Tuesday, 16 December 2025

What Counts as an Explanation?: 1 Introduction: Why Explanation Feels Convincing

Introduction: The Lure We Never Name

If the previous series left you unsettled, it may be because something you relied on instinctively — your sense of when an explanation is successful — has been quietly questioned.

Most of us experience a subtle but persistent feeling: an explanation feels right. It satisfies, it reassures, it ends the nagging of uncertainty. It feels convincing in a way that seems objective and reliable.

Yet, as we have begun to see, that feeling is deceptive. It masks a hidden machinery of judgment.


1. Feeling as Evidence

We are trained to trust our intuition about explanation. In conversation, in classrooms, in reading, we encounter accounts that “click” — and we accept them almost immediately.
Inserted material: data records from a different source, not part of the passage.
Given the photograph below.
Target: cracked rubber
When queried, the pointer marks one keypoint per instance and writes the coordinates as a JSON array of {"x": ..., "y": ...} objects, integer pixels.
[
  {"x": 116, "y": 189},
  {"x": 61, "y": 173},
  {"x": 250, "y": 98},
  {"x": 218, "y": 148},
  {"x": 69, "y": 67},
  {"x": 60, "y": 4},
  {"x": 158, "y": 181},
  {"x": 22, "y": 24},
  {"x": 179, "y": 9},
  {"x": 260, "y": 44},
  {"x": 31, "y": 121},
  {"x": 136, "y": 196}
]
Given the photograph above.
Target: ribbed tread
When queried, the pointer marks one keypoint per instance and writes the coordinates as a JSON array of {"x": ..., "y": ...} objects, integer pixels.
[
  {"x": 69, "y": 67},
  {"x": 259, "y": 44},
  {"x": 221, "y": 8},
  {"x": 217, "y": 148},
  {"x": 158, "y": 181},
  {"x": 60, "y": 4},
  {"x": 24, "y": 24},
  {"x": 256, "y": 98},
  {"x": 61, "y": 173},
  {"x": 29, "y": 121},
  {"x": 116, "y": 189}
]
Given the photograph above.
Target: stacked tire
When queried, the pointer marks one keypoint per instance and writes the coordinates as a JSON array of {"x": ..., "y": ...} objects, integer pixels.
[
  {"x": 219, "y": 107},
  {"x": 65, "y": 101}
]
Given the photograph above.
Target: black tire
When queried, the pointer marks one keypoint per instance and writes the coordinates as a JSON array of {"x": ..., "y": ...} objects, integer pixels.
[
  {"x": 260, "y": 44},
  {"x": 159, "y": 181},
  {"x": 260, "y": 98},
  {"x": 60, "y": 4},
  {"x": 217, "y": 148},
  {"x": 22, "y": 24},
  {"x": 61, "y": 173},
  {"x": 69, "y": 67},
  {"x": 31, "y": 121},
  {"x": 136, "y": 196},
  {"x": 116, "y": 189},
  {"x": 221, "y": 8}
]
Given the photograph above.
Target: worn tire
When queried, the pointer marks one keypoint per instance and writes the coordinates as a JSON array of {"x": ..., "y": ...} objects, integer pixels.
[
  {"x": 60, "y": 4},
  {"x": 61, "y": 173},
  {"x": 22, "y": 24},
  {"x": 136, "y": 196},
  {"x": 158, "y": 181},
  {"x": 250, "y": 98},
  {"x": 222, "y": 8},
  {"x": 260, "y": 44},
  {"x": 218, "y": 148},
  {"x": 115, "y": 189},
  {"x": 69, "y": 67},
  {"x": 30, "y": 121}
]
This is not merely laziness. Feeling is a heuristic: a rapid guide to plausibility when engagement is costly or information is abundant. But like any heuristic, it is fallible.

An explanation that clicks does so because it aligns with familiar patterns of thinking, not necessarily because it captures the phenomenon more accurately or fully.


2. Patterns That Pull Us In

Certain features make explanations particularly compelling:

  • Depth: tracing back in time or mechanism produces a sense of causal security.

  • Simplicity: fewer moving parts and tidy narratives reduce cognitive load.

  • Scope: connecting multiple phenomena under a single account feels powerful.

  • Authority: invoking experts, domains, or models lends reassurance.

Individually, these are not inherently misleading. Together, they form a potent siren song: an explanation feels convincing because it triggers habitual confidence, not because it has survived careful relational scrutiny.


3. Why We Miss the Patterns

This persuasive force explains why the failure modes identified in the first series often go unnoticed:

  • Causal depth is mistaken for ontological depth because we intuitively value “further back.”

  • Total accounts feel complete because we equate narrative coherence with insight.

  • Models and measurement feel authoritative because we trust formal structure and numbers.

  • Regularity feels like necessity because stability reassures.

Each of these is felt, not reasoned. The instinct is so reliable that questioning it feels like a betrayal of common sense.


4. Setting the Stage

The purpose of this series is to make these invisible criteria explicit.

We are not yet critiquing specific theories. Instead, we are asking:

What do we really consider a good explanation, and why do our intuitions mislead us so often?

By bringing these hidden rules to light, we equip ourselves to judge explanations deliberately rather than habitually.